Joe Molloy could start next Saturday with stubble and finish looking like Rasputin if he stays on duty through ITV1’s marathon rugby shift. Virgin Media One has set aside 15 hours and 3 minutes for Round One of the inaugural Nations Championship, running from 7.30 in the morning until 10.35 that night.
The schedule gives ITV1 viewers an all-day block built around six games: New Zealand v France, Japan v Italy, Australia v Ireland, Fiji v Wales, South Africa v England and Argentina v Scotland. The coverage sits inside a weekend where several Irish and UK channels are heavily loaded with live sport, but Virgin Media One’s commitment is the longest single stretch in the lineup.
Joe Molloy and the long shift
15 hours and 3 minutes is not just a big number; it is a programming block that swallows most of the day. Virgin Media One is carrying the first round in full, with only a two minute gap in the evening for a news bulletin. That creates an unusual handover inside a schedule that otherwise reads like a continuous live-sport relay.

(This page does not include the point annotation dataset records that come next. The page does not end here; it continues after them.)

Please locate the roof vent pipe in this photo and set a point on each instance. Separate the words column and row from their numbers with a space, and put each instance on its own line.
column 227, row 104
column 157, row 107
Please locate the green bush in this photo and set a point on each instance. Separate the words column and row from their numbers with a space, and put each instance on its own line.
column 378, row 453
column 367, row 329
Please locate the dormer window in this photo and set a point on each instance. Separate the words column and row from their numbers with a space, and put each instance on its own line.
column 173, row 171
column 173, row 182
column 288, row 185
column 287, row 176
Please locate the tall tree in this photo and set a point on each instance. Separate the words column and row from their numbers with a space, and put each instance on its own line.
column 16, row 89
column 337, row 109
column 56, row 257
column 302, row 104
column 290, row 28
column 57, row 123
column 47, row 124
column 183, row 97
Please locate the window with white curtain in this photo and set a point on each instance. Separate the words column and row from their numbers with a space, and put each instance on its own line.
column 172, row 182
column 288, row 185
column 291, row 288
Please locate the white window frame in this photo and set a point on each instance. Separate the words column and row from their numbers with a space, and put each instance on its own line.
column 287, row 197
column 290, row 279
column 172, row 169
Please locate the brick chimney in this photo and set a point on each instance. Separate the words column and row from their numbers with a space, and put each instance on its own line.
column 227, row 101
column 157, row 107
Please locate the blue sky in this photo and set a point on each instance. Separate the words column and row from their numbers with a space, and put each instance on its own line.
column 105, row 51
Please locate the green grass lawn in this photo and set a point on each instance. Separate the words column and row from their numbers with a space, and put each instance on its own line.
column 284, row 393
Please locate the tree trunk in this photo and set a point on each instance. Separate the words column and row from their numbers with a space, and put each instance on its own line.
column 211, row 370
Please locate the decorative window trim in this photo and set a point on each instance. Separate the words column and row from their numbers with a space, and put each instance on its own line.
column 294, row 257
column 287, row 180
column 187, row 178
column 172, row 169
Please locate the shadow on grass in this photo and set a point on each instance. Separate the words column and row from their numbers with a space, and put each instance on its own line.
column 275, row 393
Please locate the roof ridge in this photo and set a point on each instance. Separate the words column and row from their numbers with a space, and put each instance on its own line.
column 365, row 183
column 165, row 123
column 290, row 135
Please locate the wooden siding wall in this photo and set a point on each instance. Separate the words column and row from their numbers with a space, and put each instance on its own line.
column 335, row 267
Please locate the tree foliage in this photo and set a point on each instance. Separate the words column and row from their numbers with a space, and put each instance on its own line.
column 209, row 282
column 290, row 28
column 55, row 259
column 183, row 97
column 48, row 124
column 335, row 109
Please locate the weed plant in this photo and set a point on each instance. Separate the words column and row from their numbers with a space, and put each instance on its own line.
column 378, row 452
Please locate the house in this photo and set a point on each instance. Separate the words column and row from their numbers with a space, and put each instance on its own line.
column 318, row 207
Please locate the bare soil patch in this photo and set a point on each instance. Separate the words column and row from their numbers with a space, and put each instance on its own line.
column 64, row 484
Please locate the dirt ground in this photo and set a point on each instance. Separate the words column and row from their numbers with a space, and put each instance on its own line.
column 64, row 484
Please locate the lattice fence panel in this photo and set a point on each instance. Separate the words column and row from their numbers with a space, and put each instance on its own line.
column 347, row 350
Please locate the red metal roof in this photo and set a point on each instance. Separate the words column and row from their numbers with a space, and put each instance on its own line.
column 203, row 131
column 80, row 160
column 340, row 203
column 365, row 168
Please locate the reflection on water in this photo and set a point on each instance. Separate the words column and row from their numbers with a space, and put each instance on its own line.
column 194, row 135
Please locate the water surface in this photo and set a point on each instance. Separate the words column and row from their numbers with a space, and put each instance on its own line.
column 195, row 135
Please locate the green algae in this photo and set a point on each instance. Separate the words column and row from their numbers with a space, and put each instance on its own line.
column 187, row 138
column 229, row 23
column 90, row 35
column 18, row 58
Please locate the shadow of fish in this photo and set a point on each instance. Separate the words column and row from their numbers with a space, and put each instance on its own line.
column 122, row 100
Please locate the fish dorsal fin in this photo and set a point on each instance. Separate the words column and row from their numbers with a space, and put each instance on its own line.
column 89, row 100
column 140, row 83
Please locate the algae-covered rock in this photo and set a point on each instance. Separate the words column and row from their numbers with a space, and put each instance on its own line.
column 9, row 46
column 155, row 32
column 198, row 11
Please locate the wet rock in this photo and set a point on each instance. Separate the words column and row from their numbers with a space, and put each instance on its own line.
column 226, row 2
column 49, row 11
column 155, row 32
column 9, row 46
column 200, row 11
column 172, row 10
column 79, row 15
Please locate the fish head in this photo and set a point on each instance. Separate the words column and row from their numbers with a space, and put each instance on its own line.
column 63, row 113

Debbie panics in Itvx Coronation Street before ITV1 airing sits far away from this rugby block, but the contrast is useful: one channel can still carry scripted drama around the margins while another commits almost entirely to live action.
Six matches, one channel
Six games across one day means the broadcaster has to compress presentation, build-up and turnaround into a tight broadcast grid. The math is straightforward: 15 hours and 3 minutes divided across six matches leaves very little slack, which is why the two minute bulletin break stands out as the only real interruption in the day.
That structure also tells sport-loving viewers exactly what they are buying into next Saturday. If they tune in at 7.30 in the morning, they are not getting a few isolated matches; they are getting a full-day rugby run that lasts deep into the night, with Molloy and the rest of the live team carrying it across the entire shift.

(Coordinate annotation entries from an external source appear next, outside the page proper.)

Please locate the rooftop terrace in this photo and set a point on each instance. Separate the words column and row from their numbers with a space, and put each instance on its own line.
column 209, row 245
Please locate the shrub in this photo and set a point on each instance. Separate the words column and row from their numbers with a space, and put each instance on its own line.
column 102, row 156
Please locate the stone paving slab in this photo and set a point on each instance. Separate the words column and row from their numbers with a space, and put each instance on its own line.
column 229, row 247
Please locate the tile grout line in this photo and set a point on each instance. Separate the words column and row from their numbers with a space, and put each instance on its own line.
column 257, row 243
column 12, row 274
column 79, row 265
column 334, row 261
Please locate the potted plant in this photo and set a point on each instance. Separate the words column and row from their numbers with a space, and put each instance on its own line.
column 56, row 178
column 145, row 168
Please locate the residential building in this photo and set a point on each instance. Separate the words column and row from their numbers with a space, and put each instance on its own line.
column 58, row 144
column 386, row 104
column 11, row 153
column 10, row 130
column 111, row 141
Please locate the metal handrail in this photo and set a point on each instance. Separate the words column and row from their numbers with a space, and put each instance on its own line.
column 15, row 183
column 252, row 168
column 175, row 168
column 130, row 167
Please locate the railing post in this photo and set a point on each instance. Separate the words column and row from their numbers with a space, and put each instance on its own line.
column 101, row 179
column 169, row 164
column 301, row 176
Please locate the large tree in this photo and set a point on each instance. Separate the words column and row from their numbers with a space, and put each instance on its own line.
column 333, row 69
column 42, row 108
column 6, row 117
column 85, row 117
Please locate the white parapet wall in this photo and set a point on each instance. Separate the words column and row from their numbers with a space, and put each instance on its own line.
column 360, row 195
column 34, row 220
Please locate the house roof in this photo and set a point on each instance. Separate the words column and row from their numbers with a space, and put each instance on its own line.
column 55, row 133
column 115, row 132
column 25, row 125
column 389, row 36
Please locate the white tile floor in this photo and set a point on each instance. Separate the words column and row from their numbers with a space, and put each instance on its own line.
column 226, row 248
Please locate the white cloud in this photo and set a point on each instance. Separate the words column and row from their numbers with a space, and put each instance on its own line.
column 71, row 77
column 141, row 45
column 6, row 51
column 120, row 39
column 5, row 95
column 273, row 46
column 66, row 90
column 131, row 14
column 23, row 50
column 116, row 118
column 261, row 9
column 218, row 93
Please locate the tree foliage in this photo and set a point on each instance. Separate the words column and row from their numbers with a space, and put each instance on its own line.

Virgin Media One’s evening gap
The two minute gap for a news bulletin is the only complication in a schedule that is otherwise almost entirely rugby. That brief interruption is the pressure point in the day: the broadcaster has to move from one live block into hard news and then back again without breaking the rhythm of the coverage.

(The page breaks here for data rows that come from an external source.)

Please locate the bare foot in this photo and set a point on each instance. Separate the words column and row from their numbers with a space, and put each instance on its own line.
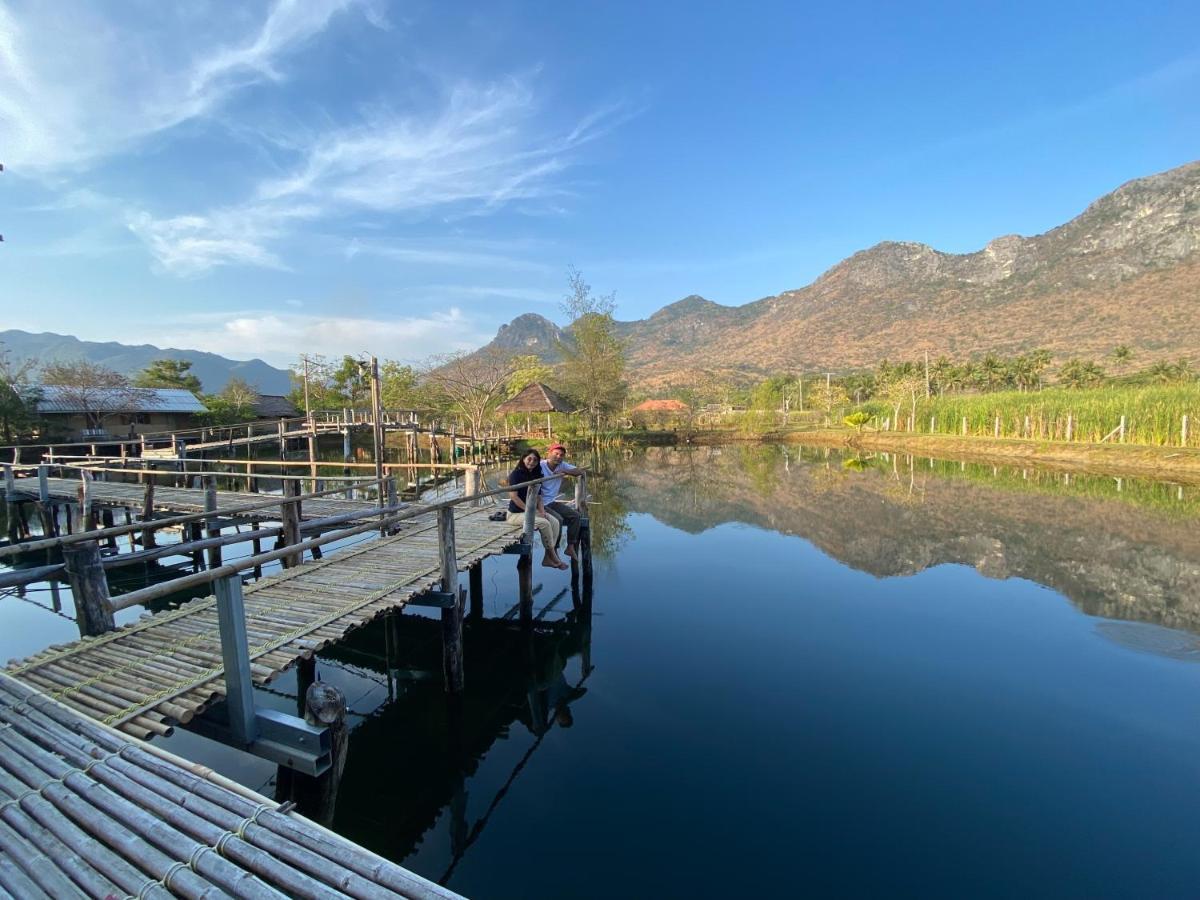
column 553, row 562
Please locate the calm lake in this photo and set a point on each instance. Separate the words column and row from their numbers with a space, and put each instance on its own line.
column 795, row 672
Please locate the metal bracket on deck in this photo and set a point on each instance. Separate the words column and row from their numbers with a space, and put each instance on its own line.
column 279, row 737
column 282, row 738
column 438, row 599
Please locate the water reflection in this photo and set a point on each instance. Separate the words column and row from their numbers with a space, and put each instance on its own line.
column 1116, row 547
column 520, row 682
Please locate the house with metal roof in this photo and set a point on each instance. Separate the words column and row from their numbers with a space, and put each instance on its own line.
column 87, row 413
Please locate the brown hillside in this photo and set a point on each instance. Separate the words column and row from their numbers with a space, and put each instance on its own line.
column 1125, row 271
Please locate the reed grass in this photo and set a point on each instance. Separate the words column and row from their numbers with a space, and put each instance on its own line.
column 1153, row 414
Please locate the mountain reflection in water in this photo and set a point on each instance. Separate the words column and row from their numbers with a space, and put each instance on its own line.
column 1117, row 549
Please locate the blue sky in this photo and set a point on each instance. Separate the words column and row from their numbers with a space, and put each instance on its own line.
column 263, row 179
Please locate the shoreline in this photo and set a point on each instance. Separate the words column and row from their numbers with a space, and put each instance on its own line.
column 1117, row 460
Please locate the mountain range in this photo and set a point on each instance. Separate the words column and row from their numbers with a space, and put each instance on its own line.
column 1125, row 271
column 214, row 371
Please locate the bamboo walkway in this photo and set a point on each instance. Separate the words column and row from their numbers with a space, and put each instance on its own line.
column 87, row 813
column 167, row 667
column 191, row 499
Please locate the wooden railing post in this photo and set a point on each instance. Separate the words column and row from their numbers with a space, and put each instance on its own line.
column 235, row 657
column 211, row 527
column 148, row 539
column 89, row 587
column 289, row 514
column 83, row 496
column 451, row 616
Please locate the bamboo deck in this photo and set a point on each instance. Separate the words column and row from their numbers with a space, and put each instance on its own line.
column 190, row 499
column 166, row 669
column 85, row 811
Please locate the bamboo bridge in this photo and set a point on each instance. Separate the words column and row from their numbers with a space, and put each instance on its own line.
column 197, row 665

For sportaphiles, the answer is simple: set aside the day. For sportaphobes, next Monday morning is likely to bring the familiar complaint — "Was the weather nice at the weekend?" and "Why am I paying my TV licence," asks the Sportaphobe. On Virgin Media One, the practical reality is sharper than the joke: a terrestrial schedule that leaves very little room for anything but Round One.
What follows on Sunday
Next Sunday keeps the same tone, with more live coverage of Wimbledon and additional Gaelic games. That means the weekend does not end with Saturday’s rugby wall-to-wall block; it extends into another day of heavy live sport, leaving viewers who want non-sport programming with very little daylight across the full schedule.